[pmwiki-users] Large wiki's

Patrick R. Michaud pmichaud at pobox.com
Fri Sep 23 13:33:21 CDT 2005


On Fri, Sep 23, 2005 at 06:49:36PM +0200, bram wrote:
> Patrick R. Michaud wrote:
> >On Fri, Sep 23, 2005 at 10:43:37AM +0200, bram wrote:
> >>I created a 8500 file wiki for fun and testing. [...] creating the
> >>.linkindex file from scratch is a problem. The host I run the site on (and
> >>my test-machine) has a time out of 30 seconds. I disabled the linkindex,
> >>however no backlinks ( pagelist link={$FullName}) are to slow.
> >
> >However, I think I'm going to address this problem by setting a time
> >limit on .linkindex, say, 10-15 seconds (controlled by a config
> >variable, of course).  

Attached a version of scripts/pagelist.php that implements the
linkindex time limit that I'm planning for the core...could you 
(and others) give it a try and see if it works?  

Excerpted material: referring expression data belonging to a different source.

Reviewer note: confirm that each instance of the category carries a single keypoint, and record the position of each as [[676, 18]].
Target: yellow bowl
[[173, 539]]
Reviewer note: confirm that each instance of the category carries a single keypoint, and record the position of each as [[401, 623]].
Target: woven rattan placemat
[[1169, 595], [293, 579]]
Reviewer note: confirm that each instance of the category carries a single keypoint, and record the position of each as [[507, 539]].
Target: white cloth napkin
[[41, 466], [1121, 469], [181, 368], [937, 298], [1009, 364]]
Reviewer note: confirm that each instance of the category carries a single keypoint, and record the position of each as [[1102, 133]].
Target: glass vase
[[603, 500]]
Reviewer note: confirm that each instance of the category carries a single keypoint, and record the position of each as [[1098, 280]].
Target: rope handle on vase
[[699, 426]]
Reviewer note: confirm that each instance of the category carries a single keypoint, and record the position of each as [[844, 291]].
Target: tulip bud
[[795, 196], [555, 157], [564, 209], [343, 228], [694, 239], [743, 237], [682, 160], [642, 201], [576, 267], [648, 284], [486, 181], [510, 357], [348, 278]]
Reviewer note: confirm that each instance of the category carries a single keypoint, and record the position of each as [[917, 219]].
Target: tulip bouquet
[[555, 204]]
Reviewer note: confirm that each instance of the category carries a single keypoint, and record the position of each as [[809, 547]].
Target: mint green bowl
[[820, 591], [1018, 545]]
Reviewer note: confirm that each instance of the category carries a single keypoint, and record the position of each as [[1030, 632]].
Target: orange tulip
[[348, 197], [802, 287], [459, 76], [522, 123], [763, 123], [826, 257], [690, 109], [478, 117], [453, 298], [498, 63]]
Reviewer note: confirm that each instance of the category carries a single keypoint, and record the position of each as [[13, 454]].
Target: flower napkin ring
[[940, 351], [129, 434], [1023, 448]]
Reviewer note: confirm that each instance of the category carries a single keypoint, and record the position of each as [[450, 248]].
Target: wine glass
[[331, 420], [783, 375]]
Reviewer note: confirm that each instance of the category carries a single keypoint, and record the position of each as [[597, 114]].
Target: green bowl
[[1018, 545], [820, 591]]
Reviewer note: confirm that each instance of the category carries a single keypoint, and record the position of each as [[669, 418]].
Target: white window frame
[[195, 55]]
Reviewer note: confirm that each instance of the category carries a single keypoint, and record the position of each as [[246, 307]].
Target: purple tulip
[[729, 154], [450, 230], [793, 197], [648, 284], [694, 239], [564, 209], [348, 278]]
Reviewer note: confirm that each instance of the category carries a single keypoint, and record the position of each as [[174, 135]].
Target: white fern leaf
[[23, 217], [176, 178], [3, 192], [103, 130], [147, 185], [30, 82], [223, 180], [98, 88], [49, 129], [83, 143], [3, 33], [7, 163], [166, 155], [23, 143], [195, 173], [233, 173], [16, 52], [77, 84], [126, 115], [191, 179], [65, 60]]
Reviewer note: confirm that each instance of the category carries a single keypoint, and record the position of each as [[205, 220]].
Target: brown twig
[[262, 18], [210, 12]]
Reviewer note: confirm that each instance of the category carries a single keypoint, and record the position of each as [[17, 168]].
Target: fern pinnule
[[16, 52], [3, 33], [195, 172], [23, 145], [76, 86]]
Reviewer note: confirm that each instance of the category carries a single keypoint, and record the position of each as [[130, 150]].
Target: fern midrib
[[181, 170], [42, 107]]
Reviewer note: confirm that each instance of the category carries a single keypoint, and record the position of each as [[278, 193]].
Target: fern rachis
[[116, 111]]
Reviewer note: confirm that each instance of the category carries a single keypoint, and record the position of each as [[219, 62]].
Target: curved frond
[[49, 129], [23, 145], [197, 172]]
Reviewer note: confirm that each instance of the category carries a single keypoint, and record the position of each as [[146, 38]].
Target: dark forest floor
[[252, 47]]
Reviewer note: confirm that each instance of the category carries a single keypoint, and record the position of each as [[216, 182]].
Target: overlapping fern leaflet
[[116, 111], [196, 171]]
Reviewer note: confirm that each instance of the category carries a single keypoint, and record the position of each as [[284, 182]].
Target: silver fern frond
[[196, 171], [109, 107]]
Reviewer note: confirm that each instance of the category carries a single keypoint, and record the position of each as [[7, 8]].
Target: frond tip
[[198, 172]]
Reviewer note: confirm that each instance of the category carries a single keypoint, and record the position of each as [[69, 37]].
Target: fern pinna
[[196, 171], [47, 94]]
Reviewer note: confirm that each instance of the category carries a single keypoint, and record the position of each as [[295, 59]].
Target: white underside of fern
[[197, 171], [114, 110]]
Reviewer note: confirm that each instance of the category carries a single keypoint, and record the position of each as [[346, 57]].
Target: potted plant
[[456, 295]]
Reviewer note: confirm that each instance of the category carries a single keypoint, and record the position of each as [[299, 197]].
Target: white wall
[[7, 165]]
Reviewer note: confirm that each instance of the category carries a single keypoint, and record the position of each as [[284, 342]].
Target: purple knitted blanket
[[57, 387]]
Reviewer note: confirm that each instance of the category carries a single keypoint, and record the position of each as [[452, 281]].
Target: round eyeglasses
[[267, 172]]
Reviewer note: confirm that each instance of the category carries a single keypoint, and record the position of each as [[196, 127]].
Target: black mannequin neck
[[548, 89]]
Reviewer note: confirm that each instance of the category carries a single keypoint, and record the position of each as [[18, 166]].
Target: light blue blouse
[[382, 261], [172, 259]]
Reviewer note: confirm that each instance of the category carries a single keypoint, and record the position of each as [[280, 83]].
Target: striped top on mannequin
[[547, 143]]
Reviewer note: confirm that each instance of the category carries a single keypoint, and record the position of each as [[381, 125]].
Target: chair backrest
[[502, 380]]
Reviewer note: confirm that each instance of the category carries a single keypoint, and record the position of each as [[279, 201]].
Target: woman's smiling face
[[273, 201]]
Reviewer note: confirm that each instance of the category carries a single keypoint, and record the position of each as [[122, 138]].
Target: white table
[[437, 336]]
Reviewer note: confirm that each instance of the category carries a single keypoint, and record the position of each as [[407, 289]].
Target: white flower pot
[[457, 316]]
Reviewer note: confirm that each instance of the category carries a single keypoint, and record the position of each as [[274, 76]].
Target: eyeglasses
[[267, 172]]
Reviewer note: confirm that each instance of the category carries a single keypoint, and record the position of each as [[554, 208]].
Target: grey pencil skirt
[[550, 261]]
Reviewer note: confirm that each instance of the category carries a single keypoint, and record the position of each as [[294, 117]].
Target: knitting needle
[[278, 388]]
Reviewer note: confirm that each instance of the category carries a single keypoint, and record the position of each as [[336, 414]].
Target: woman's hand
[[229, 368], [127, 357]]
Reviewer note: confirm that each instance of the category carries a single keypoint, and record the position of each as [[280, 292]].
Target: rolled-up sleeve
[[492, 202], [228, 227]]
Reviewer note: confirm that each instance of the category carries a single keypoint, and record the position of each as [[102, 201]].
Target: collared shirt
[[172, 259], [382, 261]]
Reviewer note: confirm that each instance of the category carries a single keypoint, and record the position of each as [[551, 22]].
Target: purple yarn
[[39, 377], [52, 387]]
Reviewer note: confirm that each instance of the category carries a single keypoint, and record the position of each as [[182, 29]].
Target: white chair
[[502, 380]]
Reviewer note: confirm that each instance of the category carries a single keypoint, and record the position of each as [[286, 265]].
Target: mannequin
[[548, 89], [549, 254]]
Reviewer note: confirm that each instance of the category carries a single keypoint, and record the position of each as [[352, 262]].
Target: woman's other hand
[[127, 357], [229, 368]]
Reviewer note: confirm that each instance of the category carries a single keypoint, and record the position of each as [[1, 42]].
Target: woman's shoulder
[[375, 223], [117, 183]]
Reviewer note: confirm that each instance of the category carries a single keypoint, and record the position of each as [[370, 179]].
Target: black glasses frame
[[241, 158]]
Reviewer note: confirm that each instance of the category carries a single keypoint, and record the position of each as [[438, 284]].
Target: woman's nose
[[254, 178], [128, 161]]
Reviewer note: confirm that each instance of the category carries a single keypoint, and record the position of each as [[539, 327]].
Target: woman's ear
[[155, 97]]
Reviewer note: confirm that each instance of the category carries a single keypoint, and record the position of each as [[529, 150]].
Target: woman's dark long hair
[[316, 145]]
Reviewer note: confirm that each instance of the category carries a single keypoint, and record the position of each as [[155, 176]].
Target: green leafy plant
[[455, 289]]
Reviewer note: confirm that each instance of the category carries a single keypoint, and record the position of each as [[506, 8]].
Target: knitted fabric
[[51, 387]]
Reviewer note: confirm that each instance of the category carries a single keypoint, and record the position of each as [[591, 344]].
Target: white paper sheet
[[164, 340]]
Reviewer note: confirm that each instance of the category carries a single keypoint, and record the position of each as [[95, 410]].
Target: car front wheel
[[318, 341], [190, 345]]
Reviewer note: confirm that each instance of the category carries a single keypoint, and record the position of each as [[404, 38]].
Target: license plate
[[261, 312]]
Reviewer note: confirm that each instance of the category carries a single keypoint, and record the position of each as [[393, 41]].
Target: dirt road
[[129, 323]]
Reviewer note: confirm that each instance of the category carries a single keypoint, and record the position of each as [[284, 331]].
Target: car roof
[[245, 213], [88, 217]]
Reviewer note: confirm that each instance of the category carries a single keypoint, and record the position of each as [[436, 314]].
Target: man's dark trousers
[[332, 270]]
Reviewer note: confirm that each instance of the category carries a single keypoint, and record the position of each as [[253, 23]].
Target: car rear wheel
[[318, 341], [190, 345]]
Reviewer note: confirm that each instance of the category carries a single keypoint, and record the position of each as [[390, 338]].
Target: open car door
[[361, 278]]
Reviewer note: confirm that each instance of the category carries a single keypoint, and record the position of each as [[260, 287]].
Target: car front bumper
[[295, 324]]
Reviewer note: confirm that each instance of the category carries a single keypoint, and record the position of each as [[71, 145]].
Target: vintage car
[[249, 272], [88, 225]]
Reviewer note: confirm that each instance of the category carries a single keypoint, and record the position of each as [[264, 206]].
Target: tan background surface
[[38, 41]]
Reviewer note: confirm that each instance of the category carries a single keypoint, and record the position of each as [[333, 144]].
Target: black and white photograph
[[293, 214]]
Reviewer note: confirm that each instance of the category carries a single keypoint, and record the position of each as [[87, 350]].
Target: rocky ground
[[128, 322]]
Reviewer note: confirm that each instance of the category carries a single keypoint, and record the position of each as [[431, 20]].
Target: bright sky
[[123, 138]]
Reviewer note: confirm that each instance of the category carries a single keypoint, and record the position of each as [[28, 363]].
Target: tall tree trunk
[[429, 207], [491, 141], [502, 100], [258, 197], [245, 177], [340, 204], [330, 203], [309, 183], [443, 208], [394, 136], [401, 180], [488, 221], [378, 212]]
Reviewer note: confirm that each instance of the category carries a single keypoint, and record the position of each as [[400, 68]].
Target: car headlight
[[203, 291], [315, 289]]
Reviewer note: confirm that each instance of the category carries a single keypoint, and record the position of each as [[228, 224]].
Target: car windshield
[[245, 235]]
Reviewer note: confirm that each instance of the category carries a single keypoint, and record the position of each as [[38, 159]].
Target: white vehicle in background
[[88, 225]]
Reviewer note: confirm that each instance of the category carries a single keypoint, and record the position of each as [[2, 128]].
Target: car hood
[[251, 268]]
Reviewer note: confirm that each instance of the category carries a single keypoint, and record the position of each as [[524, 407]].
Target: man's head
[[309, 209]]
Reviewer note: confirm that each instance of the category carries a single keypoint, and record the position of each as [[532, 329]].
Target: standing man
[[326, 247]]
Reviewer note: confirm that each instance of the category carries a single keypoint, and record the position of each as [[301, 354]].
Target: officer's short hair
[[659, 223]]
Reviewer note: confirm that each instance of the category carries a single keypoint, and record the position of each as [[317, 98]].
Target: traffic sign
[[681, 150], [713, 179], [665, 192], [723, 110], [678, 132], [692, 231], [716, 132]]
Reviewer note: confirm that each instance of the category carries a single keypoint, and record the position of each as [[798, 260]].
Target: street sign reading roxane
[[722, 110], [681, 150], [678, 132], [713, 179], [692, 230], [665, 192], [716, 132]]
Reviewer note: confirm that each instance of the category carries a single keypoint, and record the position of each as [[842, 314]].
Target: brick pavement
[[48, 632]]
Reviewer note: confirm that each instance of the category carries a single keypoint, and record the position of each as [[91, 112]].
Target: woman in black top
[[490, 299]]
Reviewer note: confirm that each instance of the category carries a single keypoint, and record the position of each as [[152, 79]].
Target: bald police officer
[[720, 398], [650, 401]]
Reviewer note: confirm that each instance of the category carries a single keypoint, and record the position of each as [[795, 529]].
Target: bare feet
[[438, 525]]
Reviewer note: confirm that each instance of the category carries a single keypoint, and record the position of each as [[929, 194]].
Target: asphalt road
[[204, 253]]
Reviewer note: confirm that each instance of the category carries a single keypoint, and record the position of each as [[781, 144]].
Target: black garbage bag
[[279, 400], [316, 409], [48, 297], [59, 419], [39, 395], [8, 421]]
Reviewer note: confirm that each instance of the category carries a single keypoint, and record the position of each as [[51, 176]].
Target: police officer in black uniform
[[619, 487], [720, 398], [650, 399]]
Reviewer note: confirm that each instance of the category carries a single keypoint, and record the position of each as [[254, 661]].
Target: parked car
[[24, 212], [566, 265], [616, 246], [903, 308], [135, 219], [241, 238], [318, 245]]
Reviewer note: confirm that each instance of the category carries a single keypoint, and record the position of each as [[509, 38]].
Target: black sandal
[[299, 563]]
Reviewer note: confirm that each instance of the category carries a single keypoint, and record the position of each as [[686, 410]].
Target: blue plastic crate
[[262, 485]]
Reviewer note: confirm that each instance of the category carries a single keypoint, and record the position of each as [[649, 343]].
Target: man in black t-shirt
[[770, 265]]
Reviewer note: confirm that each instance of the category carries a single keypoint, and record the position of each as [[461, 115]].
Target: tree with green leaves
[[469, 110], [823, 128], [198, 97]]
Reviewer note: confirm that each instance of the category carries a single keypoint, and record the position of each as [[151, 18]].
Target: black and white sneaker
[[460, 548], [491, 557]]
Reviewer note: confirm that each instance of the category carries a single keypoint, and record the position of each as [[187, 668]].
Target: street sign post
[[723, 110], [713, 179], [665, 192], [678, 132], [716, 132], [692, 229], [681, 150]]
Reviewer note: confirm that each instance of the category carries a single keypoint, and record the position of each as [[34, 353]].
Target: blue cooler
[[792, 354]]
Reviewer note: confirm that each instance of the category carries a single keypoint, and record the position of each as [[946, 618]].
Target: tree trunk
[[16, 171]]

Essentially this version tells PmWiki to not spend more than 
ten seconds adding new information to the .linkindex.  So, this
helps to avoid the overall page timeout, and builds the .linkindex
in smaller increments.  Each incremental update to .linkindex 
reduces the work of subsequent searches (and updates), so eventually
it is completely built and searches should be quick.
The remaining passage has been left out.